The crimes in Syria have led to the greatest refugee flows in human history. Victims, families, and organizations working on these cases may be disheartened now, but those with knowledge should, as possible, come forward and work with prosecutors to bring justice for the massive crimes committed and to deter future atrocities. The absence of trials today does not mean they will never occur -- and they will best occur in a future, democratic Syria with all communities represented (although this may not happen). Indeed, some cases may begin prosecution this year.
BEN TAUB
Although the Assad regime has engaged in clear, systematic targeting of hospitals in Syria, the internal regime documentation collected by the CIJA focuses on the disappearance, detention, and torture of Syrian citizens. These practices have affected hundreds of thousands of Syrians -- millions, if one considers the impact on families. Over the past four years, a group of war crimes investigators who formed the CIJA have smuggled more than 600,000 documents out of Syria. The documents were mostly from regime security and intelligence facilities captured by rebels whose commanders knew of the CIJA and contacted its members so that these documents could eventually be examined by lawyers in Europe. In some cases, these documents had to be stored and hidden underground until they could be brought across the border.
A large team of lawyers, translators, and analysts has sifted through this massive quantity of documents, building a case for the Syrian government's culpability for war crimes, including torture and murder committed in the detention facilities. The documents range in source from local intelligence branches in the Syrian provinces to the highest levels of Assad's security committee -- known as the Central Crisis Management Cell, formed in March 2011 in response to growing national protests -- including the documentation of detention policies the president personally approved.
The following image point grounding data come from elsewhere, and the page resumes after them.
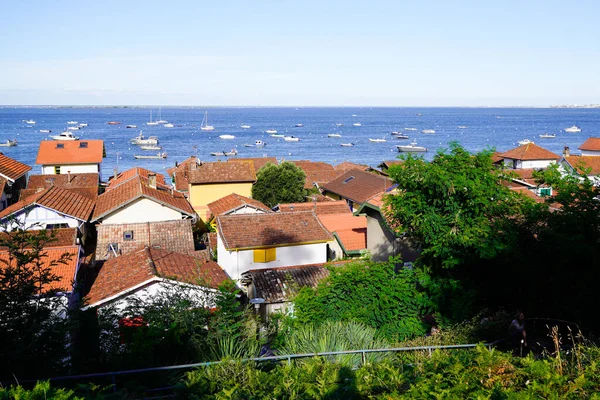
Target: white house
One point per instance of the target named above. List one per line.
(271, 240)
(529, 156)
(77, 156)
(149, 272)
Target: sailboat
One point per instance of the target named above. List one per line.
(151, 123)
(204, 126)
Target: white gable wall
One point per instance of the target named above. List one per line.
(142, 210)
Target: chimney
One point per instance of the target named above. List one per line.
(152, 180)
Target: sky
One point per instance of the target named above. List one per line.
(300, 53)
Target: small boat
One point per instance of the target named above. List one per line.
(67, 135)
(204, 125)
(152, 157)
(150, 147)
(573, 129)
(411, 148)
(9, 143)
(525, 141)
(140, 139)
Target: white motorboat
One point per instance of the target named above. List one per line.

Assad personally appointed the members of the Central Crisis Management Cell, including Maher al-Assad and the heads of several intelligence branches. Policies crafted during the cell's meetings were converted into orders and passed down through the respective intelligence agencies. The documents illustrate an obsession with coordination between the agencies: detailed information was being passed up and down the intelligence chains of command, to the extent that an anti-government piece of graffiti was reported all the way up to the cell. This coordination demonstrates the degree to which these high-level officials knew what was happening on the ground, including crimes in detention facilities.
The CIJA's case focuses not just on the crimes of detention but on the systematic policies behind them. The case focuses on the minutes for a meeting in which a policy was crafted to target protest organizers, activists, and those who "tarnish the image of Syria in foreign media." Also targeted were midlevel security personnel who were "irresolute or unenthusiastic" in carrying out their duties. The crimes the CIJA case is built around are the results of this policy's implementation.
Another key element of the Crisis Cell's targeting policy was extracting forced confessions from detainees. Pressure came down on interrogators to torture detainees into confessing to more serious crimes than acts of civil disobedience to provide a veneer of justice to the system. While many detainees were sent into regular prisons to undergo criminal proceedings for the crime they confessed to, others were acquitted by sympathetic judges. Those freed have provided important testimony to the crimes committed in Syrian security detention facilities, but the CIJA's case revolves around tracing criminal responsibility for the crimes, via the documents, to the highest levels of the Assad government.